Letting Go of Spiritual Pressure in Your Relationship
Even when we deeply love our partner, the urge to get them to meditate can quietly turn into pressure. Discover how releasing that pressure—and accepting different spiritual paths—can actually create more space, connection, and freedom in the relationship.
After teaching meditation for over a decade, there’s one question I hear more than any other from people in relationships:
How do I get my partner to meditate?
My answer usually surprises them.
Stop trying.
That urge to help—however sincere—is often the very thing that makes a meditation practice feel distant or impossible. What we think of as encouragement can quietly turn into pressure. And pressure, even gentle pressure, subtly reshapes a relationship.
Pressure Doesn’t Require Inequality
I spent six years in a Zen monastery and have logged thousands of hours on the cushion. My partner, devon, has done years of intensive retreat practice as well: long silent retreats, deep concentration training—the kind of practice that allows someone to sit for hours without moving. Her practice is deep, disciplined, and long-standing.
And still I thought I knew better than she did about what her practice should look like.
Even between two experienced practitioners, pressure can creep in. Not because one person is less devoted, but because intimacy creates a strange illusion of authority. We start to believe that loving someone gives us special insight into how they should grow.
Devon would sometimes skip morning sitting, and I’d feel a flicker of disappointment. She’d choose journaling over the cushion, and some part of me would think, But meditation is better. I didn’t need to say much. The pressure lived in my tone, my timing, my quiet expectations.
One morning, after I’d made yet another comment about the benefits of daily practice, devon looked at me and said, “I can feel you managing my practice. It doesn’t make me want to meditate.”
That landed like a brick.
What I thought was support was actually management—quiet, well-intended, and corrosive.
When Practice Becomes Something Else
I’ve watched this dynamic play out again and again with people I work with.

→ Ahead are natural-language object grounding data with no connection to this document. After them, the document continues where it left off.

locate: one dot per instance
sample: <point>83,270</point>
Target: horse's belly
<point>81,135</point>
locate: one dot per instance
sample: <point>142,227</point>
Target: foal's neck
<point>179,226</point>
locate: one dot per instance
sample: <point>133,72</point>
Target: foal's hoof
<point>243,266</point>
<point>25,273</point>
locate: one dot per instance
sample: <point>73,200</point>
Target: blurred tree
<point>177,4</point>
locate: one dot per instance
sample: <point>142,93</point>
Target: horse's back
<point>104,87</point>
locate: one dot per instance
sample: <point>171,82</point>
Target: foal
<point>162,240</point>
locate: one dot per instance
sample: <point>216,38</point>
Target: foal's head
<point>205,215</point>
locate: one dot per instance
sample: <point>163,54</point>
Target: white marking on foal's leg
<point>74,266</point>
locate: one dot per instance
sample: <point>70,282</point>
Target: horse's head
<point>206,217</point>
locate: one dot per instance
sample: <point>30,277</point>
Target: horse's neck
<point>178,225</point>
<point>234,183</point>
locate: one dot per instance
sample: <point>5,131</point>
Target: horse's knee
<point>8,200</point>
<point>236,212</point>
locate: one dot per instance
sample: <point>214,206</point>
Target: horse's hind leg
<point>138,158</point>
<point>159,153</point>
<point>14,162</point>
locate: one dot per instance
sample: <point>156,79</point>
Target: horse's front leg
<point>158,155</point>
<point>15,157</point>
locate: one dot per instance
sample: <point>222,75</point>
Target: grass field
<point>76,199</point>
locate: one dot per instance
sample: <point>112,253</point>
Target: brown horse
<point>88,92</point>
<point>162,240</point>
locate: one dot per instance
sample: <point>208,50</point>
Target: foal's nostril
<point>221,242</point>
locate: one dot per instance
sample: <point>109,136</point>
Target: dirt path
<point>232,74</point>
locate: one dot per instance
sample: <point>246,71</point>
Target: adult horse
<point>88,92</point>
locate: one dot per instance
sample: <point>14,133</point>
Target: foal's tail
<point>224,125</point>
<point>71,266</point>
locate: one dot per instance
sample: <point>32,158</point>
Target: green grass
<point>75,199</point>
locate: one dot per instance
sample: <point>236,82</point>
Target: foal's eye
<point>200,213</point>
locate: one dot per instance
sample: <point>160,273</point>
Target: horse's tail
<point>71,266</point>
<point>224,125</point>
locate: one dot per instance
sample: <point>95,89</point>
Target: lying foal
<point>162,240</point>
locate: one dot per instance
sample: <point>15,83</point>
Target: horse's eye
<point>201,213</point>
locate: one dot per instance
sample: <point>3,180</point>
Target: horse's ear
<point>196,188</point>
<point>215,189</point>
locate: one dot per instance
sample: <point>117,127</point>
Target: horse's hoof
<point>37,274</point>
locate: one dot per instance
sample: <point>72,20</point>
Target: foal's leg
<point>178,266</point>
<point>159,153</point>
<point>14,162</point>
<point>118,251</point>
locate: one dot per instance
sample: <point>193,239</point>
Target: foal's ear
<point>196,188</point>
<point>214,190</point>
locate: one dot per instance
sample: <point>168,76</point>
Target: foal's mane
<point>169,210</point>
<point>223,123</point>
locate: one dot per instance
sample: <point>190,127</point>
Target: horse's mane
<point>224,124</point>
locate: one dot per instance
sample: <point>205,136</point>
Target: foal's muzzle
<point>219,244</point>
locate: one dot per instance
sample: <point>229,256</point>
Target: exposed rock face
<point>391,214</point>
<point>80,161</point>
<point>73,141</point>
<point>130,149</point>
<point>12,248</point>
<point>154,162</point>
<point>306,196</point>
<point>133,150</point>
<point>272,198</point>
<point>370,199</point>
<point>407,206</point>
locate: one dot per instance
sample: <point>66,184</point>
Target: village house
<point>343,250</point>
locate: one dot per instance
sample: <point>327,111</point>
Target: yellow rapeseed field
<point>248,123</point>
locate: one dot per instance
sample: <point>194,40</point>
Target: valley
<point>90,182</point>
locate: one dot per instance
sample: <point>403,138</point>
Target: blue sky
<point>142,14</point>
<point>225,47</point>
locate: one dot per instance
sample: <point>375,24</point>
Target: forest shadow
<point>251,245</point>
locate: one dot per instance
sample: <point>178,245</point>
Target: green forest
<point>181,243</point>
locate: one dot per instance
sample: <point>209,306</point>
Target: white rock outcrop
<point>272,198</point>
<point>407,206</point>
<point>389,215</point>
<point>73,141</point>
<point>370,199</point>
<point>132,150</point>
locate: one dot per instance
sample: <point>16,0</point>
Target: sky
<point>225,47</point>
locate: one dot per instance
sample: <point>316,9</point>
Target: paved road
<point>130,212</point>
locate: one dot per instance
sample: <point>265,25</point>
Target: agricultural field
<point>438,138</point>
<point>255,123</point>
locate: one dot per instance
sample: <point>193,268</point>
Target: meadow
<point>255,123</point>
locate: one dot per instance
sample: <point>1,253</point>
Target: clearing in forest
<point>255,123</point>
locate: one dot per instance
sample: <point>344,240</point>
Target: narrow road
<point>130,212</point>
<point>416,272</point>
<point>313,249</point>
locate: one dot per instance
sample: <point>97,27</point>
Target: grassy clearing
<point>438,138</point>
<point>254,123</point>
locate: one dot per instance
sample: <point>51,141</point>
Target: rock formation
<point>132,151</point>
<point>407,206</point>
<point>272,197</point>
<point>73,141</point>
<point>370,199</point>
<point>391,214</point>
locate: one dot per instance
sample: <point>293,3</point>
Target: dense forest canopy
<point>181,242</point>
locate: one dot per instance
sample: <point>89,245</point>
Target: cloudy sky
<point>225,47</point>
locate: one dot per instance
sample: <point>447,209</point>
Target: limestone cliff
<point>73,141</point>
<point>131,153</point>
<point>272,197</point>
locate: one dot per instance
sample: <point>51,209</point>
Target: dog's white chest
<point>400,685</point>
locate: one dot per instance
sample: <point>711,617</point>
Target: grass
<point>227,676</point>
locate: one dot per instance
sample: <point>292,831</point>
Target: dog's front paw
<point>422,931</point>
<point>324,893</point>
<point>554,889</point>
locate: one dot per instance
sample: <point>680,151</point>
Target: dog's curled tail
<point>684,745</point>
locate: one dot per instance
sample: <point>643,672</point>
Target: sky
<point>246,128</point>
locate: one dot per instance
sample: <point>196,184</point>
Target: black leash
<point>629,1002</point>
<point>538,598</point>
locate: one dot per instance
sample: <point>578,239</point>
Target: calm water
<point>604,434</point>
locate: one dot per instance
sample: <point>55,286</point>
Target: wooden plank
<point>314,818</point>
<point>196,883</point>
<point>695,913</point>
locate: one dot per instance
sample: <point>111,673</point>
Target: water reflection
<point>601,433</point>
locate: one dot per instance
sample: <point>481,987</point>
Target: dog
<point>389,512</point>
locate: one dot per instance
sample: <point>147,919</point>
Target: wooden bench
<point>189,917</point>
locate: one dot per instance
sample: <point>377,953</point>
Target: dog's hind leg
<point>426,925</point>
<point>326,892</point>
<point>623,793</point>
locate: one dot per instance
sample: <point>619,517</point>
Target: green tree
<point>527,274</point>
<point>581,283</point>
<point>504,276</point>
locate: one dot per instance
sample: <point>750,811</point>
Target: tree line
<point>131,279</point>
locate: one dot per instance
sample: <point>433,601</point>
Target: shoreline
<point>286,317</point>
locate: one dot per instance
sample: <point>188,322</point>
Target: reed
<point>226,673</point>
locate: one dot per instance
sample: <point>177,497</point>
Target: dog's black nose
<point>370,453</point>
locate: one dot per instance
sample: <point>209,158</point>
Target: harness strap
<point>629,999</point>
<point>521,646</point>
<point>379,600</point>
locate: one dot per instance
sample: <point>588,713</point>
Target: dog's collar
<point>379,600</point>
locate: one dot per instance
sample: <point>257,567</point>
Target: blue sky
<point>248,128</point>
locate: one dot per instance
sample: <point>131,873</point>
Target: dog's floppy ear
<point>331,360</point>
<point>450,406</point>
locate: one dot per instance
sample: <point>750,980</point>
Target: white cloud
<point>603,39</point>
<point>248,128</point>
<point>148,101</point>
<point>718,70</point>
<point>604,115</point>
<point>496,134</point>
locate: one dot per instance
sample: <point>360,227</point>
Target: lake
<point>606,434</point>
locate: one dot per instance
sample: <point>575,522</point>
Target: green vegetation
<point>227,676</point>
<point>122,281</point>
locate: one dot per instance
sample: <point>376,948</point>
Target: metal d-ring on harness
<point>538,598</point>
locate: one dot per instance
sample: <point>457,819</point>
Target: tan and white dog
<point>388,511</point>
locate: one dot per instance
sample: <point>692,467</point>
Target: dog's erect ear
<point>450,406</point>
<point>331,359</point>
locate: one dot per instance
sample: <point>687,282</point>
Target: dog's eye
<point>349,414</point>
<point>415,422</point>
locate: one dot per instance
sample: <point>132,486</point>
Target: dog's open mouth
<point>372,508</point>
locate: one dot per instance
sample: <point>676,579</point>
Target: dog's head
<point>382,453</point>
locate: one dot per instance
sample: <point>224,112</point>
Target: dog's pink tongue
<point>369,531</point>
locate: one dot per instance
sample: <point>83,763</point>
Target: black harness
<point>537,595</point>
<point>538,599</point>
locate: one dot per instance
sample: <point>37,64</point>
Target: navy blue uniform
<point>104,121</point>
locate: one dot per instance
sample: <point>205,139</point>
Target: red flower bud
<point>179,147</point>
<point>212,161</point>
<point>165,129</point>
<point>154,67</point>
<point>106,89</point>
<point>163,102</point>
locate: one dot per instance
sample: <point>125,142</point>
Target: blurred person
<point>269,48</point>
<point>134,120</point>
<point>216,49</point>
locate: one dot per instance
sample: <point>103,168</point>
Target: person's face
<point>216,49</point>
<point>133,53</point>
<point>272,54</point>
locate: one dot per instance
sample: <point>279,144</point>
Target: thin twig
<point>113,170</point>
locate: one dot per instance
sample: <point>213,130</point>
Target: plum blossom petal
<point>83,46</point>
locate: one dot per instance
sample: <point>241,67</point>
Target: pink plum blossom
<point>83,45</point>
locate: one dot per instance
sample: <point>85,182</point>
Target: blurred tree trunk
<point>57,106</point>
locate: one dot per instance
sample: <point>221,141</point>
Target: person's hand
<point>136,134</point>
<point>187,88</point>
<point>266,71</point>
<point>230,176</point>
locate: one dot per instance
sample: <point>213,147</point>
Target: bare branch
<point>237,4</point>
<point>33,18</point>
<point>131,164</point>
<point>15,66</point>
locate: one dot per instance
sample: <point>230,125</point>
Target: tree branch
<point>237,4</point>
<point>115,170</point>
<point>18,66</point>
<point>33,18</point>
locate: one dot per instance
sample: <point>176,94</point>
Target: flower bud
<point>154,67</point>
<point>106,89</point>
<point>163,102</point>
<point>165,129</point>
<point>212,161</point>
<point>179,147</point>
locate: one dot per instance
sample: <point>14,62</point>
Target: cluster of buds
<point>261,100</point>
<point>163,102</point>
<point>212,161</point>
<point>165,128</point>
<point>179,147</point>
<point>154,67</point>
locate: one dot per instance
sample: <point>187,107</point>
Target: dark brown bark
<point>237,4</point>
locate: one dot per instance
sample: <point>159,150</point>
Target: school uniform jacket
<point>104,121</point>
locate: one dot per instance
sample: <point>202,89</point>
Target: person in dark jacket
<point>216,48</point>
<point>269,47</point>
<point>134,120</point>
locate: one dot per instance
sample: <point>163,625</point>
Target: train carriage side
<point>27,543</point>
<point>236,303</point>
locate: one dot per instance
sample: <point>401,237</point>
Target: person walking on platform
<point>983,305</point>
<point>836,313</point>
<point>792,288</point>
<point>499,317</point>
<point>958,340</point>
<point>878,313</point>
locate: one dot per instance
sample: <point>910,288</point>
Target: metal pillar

One partner has a form of practice that brings clarity and relief. The other has a different doorway into depth. Both are sincere. Both are real. And still, comparison sneaks in.
Sometimes the pressure is obvious: You should really try this.
More often, it’s quieter—a pause when practice is skipped, a comparison to other “spiritual couples,” an unspoken hope that the relationship would feel easier if the other person just practiced more.
The partner on the receiving end feels it immediately.
Practice stops being about curiosity and starts becoming a performance. Meditation turns into something you do to reassure your partner, or to avoid disappointment, or to keep the peace. The very thing meant to cultivate freedom begins to feel like another place to fail.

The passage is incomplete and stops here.